Thursday

The Winner of the Jacquie M. Balla Contest is W.H. Matlack

Il ya de nombreux Jacquies by W.H. Matlack

In all respects Mme Jacquie was a normale Parisian housewife with one indulgent husband and three small children. Each morning after her husband went to work and her children were off to school, she would gaze contentedly from her small deck at her beloved Paris. To Mme Jacquie, Paris was her very existence. No one understood her life and her place in the world more than Mme Jacquie.

Sometimes, after her chores were done, Mme Jacquie would take a short, glorious walk through her Paris neighborhood for a croissant at the wonderful little bistro a few blocks away. There the contented and happy Jacques would let random thoughts roll warmly through her pretty head – joyeux fois.

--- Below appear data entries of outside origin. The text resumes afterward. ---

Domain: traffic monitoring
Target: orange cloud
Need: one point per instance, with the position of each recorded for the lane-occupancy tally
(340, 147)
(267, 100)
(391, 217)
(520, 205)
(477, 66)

Hélas, one day while she was contemplating the beauty of Paris, a small, dark cloud passed over her contented head in the form of a frowning, older man. The cloud’s name was Pierre Basset, a local intellectual whose hobby was disillusioning young people in bistros all over Paris. He thought of himself as a merchant of reality, and loved to see a happy, young face deteriorate into angst after being “enlightened” to the depressing realities that surrounded everyone. He was an Existentialist heavily influenced by Camus’ darker visions.

It was facile to open a dialogue with the pretty, young Jacquie. All the sophistiquée Monsieur had to do was smile so that his eyes crinkled just the right amount and ask, “Madam, do you know why Paris is so beautiful this time of year?” She would meet his gaze and ask back, “No, pray tell, Monsieur. Why is Paris so beautiful this time of year?”  

Thus would begin a series of daily lectures on how France gave Paris to the Nazis for their promise not to destroy it, horrors of the concentration camps, how Existentialism was borne from those camps, and how existence is such a futile illusion, really.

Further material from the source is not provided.